MicroStrategy recommends storing the result caches locally if your users mostly do ad hoc reporting. In ad hoc reporting the caches are not used very much, and the overhead incurred by creating the caches on a remote file server outweighs the low probability that a cache may be used. On the other hand, if the caches are to be heavily used, centralized caching may suit your system better.

For steps to configure cache files with either method, see Configure Caches in a Cluster.

Local Caching

In this cache configuration, each node maintains its own local Intelligent Cubes and local cache file and, thus, maintains its own cache index file. Each node's caches are accessible by other nodes in the cluster through the cache index file. This is illustrated in the diagram below.

For example, User A, who is connected to node 1, executes a report and thus creates report cache A on node 1. User B, who is connected to node 2, executes the report. Node 2 checks its own cache index file first. When it does not locate report cache A in its own cache index file, it checks the index file of other nodes in the cluster. Locating report cache A on node 1, it uses that cache to service the request, rather than executing the report against the warehouse.

Centralized Caching

In this cache configuration, all nodes in the cluster use one shared, centralized location for Intelligent Cubes and one shared, centralized cache file location. These can be stored on one of the Intelligence Server machines or on a separate machine dedicated to serving the caches. The Intelligent Cubes, History List messages, and result caches for all the Intelligence Server machines in the cluster are written to the same location. In this option, only one cache index file is maintained. This is illustrated in the diagram below.

For example, User A, who is connected to node 1, executes report A and thus creates report cache A, which is stored in a centralized file folder. User B, who is connected to node 2, executes report A. Node 2 checks the centralized cache index file for report cache A. Locating report cache A in the centralized file folder, it uses that cache to service the request, regardless of the fact that node 1 originally created the cache.

Synchronizing History Lists

A History List is a set of pointers to cache files. Each user has their own History List, and each node in a cluster stores the pointers created for each user who is connected to that node.

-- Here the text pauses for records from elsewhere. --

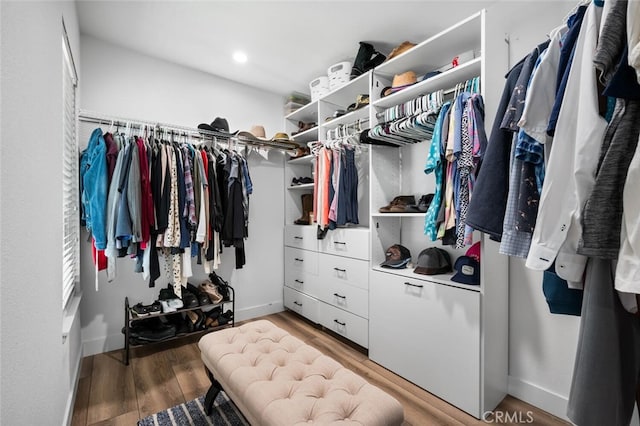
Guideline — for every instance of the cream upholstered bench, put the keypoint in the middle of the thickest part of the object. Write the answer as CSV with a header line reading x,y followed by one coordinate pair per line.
x,y
276,379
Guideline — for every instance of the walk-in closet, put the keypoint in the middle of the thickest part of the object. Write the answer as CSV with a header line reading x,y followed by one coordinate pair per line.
x,y
286,212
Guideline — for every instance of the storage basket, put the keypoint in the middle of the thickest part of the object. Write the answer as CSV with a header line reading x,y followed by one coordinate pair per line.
x,y
339,74
319,87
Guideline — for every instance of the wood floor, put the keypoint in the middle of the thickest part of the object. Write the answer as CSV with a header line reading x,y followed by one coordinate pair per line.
x,y
163,375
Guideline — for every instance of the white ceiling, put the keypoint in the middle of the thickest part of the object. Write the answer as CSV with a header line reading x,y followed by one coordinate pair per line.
x,y
289,43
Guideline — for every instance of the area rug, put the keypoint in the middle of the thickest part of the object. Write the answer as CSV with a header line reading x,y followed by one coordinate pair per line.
x,y
192,413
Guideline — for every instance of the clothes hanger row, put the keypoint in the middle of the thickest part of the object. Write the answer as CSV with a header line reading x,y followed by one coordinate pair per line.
x,y
430,102
161,131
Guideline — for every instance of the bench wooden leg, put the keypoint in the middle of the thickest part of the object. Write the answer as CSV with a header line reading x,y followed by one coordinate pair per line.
x,y
212,393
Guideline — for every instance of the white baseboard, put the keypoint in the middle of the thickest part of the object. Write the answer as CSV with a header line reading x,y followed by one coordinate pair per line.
x,y
71,399
544,399
258,311
116,341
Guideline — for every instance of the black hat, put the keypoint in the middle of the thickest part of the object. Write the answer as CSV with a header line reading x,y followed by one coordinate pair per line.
x,y
397,256
218,125
433,261
467,271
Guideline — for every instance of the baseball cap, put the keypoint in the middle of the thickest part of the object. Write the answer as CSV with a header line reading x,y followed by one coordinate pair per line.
x,y
397,256
433,261
467,271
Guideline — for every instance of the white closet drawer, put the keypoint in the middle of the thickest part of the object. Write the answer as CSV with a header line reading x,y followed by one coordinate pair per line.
x,y
346,297
428,333
301,303
304,237
350,242
303,282
300,260
337,269
344,323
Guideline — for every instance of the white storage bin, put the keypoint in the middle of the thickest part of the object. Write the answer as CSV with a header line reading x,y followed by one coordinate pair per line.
x,y
339,74
319,87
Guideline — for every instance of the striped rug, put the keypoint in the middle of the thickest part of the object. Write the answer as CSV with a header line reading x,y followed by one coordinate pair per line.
x,y
192,413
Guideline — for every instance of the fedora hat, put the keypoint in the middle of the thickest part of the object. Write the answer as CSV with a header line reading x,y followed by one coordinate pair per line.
x,y
400,81
219,125
400,49
258,132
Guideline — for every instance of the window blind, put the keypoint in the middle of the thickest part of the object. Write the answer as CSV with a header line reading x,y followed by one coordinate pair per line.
x,y
70,176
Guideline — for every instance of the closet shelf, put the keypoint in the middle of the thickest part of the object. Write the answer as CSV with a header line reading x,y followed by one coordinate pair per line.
x,y
306,160
351,117
303,186
442,279
307,113
421,215
447,79
307,136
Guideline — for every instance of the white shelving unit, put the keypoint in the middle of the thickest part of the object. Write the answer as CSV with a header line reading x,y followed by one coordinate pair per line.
x,y
449,338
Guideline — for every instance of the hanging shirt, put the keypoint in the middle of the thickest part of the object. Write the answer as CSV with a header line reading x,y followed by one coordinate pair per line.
x,y
571,170
434,165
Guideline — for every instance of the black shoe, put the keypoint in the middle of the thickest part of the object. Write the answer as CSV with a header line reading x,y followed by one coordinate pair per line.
x,y
422,206
203,299
167,293
189,300
154,308
140,310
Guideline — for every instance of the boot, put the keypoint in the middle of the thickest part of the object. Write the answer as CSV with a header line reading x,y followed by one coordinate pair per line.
x,y
307,208
365,52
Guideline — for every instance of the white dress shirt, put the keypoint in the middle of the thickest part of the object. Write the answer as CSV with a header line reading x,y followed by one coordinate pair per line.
x,y
570,173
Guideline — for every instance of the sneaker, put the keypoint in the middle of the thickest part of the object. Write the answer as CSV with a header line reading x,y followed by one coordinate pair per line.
x,y
140,310
166,308
189,299
167,293
203,299
175,303
154,308
212,291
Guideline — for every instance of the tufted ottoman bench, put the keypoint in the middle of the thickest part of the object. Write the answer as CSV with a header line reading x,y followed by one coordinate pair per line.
x,y
276,379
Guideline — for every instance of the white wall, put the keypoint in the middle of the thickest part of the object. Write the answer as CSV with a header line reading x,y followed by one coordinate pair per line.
x,y
123,83
38,369
542,346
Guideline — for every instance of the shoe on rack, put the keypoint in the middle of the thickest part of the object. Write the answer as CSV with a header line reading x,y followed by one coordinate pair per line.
x,y
154,308
398,204
223,286
203,299
307,209
167,293
212,291
166,308
422,206
140,310
189,299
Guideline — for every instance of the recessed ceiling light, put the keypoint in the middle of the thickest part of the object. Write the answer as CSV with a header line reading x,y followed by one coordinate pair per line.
x,y
240,57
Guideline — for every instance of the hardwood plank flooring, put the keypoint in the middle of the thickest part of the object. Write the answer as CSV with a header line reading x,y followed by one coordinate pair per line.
x,y
166,374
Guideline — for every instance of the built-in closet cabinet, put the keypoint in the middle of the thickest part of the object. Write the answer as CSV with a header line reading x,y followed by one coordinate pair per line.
x,y
327,280
448,338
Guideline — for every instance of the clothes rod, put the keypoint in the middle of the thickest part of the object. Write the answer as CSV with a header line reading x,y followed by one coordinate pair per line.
x,y
91,117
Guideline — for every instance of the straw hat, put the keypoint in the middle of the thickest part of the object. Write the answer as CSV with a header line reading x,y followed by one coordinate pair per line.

Each node's History List is synchronized with the rest of the cluster. Even if report caching is disabled, History List functionality is not affected.

If you are using a database-based History List, History List messages and their associated caches are stored in the database and automatically synchronized across all nodes in the cluster.

If you are using a file-based History List, the Intelligence Server Inbox folder contains the collection of History List messages for all users, which appear in the History folder in Developer. Inbox synchronization refers to the process of synchronizing History Lists across all nodes in the cluster, so that all nodes contain the same History List messages. Inbox synchronization enables users to view the same set of personal History List messages, regardless of the cluster node to which they are connected.

For more background information on History Lists, see Saving Report Results: History List. For steps to set up History List sharing in a file-based system, see Configure Caches in a Cluster.

MicroStrategy recommends that you enable user affinity clustering to minimize History List resource usage. User affinity clustering causes Intelligence Server to connect all sessions for a user to the same node of the cluster. This enables Intelligence Server to keep the user's History List on one node of the cluster. Resource use is minimized because the pointers to the History List are not stored on multiple machines. In addition, if you are using a file-based History List, the History List is never out of sync across multiple nodes of the cluster. For instructions on how to enable user affinity clustering, see Configure Caches in a Cluster.